The dataset focuses on two key variables: ‘expedition_role’ and ‘died’. ‘expedition_role’ describes roles held by expedition members, such as “guide” or “scientist”, and is processed using term frequency-inverse document frequency (TF-IDF). The ‘died’ variable is categorical, indicating if an expedition member died, with categories “died” and “did not die”. It acts as the predictive model’s target, exploring the link between roles and fatality outcomes.

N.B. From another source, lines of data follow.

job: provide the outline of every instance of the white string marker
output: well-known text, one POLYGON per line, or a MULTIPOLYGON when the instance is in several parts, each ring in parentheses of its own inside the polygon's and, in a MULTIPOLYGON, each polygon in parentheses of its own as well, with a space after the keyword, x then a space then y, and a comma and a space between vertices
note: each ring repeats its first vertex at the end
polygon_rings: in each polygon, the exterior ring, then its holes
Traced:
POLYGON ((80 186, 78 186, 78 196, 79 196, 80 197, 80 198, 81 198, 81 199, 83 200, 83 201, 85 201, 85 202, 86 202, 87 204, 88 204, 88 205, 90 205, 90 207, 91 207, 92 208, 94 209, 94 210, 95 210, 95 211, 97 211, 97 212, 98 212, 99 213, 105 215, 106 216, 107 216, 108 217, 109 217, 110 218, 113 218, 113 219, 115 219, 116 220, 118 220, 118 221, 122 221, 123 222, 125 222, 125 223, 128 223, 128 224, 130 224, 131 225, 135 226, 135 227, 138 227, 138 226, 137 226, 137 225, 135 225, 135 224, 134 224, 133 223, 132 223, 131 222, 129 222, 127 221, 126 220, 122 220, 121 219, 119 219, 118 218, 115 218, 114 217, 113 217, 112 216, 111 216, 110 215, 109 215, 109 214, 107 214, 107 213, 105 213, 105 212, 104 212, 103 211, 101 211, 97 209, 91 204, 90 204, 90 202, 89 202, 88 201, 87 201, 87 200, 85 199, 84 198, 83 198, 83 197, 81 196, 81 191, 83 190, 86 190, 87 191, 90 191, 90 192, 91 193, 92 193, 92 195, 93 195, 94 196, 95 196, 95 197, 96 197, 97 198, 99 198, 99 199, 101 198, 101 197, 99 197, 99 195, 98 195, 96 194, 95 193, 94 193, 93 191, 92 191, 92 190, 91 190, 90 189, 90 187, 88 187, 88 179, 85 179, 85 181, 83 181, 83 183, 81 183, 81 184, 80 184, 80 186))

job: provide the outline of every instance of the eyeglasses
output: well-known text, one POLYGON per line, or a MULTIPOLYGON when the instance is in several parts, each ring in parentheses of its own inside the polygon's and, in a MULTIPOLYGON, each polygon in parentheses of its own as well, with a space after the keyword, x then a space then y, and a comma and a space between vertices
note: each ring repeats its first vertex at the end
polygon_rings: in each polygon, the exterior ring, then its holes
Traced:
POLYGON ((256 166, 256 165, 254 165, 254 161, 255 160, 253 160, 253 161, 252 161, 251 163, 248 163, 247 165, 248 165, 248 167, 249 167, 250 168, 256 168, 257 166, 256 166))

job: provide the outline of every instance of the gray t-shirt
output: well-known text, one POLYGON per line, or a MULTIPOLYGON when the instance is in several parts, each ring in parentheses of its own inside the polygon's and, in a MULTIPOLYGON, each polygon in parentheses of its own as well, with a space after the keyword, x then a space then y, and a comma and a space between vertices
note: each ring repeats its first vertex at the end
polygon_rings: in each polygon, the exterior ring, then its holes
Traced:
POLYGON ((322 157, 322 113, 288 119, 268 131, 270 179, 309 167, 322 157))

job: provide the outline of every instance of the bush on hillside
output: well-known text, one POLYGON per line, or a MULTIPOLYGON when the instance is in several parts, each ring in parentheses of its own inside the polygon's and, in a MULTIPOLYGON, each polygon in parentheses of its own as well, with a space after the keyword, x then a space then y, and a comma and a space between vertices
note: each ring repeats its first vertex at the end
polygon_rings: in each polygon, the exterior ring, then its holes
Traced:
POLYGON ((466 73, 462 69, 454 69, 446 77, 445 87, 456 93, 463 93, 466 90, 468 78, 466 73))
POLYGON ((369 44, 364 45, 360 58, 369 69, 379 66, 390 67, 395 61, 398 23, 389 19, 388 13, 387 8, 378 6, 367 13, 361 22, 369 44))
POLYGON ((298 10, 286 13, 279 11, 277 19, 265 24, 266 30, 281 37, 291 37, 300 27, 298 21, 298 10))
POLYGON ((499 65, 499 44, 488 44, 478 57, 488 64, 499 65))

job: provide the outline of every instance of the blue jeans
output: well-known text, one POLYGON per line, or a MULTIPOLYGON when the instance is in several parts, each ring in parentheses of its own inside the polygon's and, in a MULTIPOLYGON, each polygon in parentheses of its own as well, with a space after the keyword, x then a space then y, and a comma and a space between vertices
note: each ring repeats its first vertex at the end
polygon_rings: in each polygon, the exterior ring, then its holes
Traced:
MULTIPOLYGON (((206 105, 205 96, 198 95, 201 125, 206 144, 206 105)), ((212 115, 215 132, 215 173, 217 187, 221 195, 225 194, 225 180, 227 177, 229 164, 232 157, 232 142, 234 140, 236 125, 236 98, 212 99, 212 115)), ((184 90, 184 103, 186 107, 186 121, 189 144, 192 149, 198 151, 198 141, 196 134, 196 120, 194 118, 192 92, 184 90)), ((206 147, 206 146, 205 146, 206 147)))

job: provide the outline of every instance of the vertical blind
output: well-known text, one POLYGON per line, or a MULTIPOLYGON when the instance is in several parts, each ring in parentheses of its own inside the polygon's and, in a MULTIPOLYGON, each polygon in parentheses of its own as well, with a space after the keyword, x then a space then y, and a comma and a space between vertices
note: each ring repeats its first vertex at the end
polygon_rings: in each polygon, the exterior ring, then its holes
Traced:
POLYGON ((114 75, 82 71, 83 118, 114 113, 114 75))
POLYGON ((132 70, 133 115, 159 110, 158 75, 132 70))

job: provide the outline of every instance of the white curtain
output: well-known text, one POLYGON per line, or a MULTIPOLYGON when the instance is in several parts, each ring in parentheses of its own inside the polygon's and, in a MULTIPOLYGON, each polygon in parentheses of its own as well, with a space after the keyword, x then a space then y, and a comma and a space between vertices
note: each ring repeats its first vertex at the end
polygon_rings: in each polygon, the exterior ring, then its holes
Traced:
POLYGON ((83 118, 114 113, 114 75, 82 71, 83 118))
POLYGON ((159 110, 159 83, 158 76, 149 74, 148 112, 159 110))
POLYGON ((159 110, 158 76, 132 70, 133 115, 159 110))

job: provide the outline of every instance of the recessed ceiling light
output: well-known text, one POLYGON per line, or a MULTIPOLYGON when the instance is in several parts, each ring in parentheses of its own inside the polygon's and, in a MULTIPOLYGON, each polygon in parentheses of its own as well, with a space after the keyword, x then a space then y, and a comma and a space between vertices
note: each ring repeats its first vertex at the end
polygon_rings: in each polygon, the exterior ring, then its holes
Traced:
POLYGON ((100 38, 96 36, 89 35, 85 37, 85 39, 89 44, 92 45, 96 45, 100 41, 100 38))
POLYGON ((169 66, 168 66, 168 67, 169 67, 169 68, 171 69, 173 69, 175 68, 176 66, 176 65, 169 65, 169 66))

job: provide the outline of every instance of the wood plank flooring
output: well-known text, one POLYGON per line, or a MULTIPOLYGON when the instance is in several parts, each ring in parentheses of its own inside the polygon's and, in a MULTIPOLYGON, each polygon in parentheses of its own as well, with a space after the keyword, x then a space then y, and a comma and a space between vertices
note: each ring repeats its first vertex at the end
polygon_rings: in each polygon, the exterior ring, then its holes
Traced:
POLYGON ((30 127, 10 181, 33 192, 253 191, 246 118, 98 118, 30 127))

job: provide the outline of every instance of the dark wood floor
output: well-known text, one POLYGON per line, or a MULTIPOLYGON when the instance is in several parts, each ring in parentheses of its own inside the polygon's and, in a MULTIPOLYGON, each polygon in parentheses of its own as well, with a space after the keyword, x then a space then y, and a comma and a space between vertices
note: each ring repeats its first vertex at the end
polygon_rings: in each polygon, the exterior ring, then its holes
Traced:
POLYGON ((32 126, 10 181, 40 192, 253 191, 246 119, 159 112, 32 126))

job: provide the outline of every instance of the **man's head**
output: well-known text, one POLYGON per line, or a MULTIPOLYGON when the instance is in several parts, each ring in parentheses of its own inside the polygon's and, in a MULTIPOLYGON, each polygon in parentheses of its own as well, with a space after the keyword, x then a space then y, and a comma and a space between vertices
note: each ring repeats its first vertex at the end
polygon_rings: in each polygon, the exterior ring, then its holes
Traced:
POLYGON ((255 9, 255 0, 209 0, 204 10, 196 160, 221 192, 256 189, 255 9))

The original data underwent significant transformations for modeling purposes. The ‘died’ variable, originally boolean, was recategorized into “died” and “did not die” for clarity. The ‘expedition_role’ variable was tokenized, filtered, and subjected to term frequency-inverse document frequency (TF-IDF) processing. These transformations made the data more suitable for machine learning, aiding in discerning patterns related to expedition roles and fatality outcomes. Converting raw data to this structured form improves model performance and interpretability.
The data preparation involved several key steps: recategorizing the ‘died’ variable, tokenizing the ‘expedition_role’ variable, filtering tokens, and applying term frequency-inverse document frequency (TF-IDF) processing on ‘expedition_role’. These steps transformed the data into a more structured format suitable for machine learning modeling.
The machine learning model used in the analysis is the logistic regression model, specifically implemented with the glmnet engine.
The model evaluation employed two metrics: accuracy, which measures the proportion of correct predictions, and roc_auc, which assesses the model’s ability to distinguish between classes based on the area under the receiver operating characteristic curve.
The major findings from the analysis revealed a correlation between expedition roles and mortality rates. Notably, the ‘guide’ role exhibited a high likelihood of survival, while the ‘porter’ role had an increased risk of death. The logistic regression model demonstrated a 55.7% ROC_AUC, suggesting limited predictive power.